Yes. Robert, good morning, thanks for the question. So, in general, we don’t speak in detail about our interactions with the regulatory authorities. What I can share with you is that the FDA and other health authorities around the world have obviously been exceptionally responsive to dealing with the pandemic, working collaboratively with the companies while maintaining a high standard quality. In the case of the focus, obviously, the mortality, morbidity associated with acute infection led to prioritization of the vaccination and acute treatments. We have had excellent interactions with the MHRA in our initial discussions and we see focus and energy expanding to include Long-COVID at this point in time. And that’s because of the size of the population you heard in our remarks. We are talking, now, getting close to 0.5 billion confirmed infections around the world, which translates into Long-COVID numbers estimated 17 million, 25 million in the U.S. already. And so the needs there are evolving.
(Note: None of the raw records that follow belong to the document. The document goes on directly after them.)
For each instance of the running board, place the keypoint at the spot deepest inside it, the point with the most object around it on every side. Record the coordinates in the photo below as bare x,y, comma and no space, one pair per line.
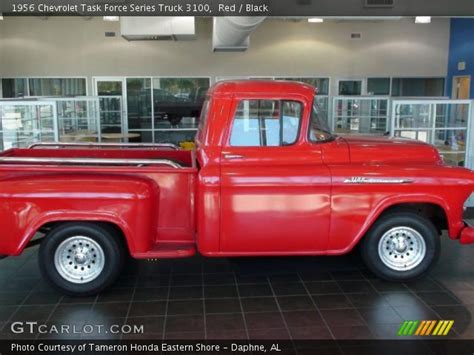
168,251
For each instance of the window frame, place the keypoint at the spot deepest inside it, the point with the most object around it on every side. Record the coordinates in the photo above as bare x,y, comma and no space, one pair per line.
310,119
236,104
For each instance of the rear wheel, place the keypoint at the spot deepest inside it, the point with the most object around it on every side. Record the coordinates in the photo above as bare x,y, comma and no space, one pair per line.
81,259
401,246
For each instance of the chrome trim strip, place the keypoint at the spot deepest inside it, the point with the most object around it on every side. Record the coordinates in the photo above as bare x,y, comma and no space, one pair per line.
139,162
107,145
366,180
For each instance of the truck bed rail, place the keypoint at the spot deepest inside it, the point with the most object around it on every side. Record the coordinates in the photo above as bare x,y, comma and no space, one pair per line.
104,145
89,161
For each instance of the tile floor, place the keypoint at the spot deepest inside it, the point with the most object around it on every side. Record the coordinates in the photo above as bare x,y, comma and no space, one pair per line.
257,298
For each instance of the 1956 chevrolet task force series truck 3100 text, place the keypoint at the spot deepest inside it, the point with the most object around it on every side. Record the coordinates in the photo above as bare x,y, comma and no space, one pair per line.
267,178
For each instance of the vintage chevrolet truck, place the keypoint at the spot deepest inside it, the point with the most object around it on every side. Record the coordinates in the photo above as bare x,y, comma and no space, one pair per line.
267,177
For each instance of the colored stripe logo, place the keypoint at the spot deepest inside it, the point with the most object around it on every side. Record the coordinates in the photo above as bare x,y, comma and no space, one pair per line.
425,328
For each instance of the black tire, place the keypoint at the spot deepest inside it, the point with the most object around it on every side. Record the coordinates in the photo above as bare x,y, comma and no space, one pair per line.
113,252
370,246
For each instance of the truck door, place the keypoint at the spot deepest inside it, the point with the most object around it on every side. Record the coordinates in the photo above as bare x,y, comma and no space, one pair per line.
275,190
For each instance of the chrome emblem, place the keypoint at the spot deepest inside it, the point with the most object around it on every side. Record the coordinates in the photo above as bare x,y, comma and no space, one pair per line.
365,180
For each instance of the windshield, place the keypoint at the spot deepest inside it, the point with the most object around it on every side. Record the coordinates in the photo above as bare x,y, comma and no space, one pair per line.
319,127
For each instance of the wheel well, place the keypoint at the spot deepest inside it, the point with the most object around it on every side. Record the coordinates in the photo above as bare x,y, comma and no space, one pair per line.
111,227
431,211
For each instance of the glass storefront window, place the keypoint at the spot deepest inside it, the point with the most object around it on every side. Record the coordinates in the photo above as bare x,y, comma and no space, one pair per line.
350,87
378,86
418,87
321,84
57,87
109,88
77,119
12,88
441,123
139,103
365,115
177,102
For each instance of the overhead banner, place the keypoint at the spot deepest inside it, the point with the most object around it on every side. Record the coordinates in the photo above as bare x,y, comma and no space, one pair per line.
238,8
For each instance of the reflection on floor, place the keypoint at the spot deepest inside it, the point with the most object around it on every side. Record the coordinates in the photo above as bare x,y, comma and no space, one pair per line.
259,298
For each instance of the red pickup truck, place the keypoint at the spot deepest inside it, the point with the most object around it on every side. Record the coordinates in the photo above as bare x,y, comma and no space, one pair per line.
267,178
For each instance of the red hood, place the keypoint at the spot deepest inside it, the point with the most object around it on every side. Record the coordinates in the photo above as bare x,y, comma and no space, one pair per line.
365,149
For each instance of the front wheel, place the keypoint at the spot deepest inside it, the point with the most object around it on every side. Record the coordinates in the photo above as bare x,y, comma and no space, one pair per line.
81,259
401,246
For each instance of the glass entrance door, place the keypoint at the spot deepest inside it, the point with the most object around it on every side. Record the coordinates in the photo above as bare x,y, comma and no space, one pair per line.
112,99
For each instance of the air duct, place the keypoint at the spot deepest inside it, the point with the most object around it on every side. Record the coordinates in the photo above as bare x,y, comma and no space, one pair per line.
157,28
231,34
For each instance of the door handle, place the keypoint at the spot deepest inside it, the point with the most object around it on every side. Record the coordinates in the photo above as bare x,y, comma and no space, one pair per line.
233,156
As we have outlined in the past, you have a clear physiological mechanism measure in the PCr. We have functional measures, which will clearly be an important part of Long-COVID approval in terms of fatigue score, 6-minute walk, and those have regulatory precedent across a number of diseases. So, we feel we will have a very constructive end of Phase 2 conversation post the data with the FDA and other regulators. And I am sure you have seen the continued growth in stories and energy around Long-COVID. It is a huge issue that people are looking to deal with, and we are excited to be able to help support that effort.

Robert LeBoyer

Okay. Great. Thank you for taking the question.

Operator

This concludes our question-and-answer session. I would like to turn the conference back over to CEO, Bill Hinshaw, for any closing remarks.

Bill Hinshaw

So, thank you, operator, and thanks to everyone who tuned in today. We are energized by the opportunity to help address the substantial needs that people with Long-COVID, NASH and OHE are facing today. And we are looking forward to our upcoming data readouts and other key milestones we expect will help drive value for our shareholders. We look forward to speaking with you again in the soon, in the future. That concludes our call, operator. Thanks. Everyone, have a great day.

Operator

The conference has now concluded. Thank you for attending today’s presentation. You may now disconnect.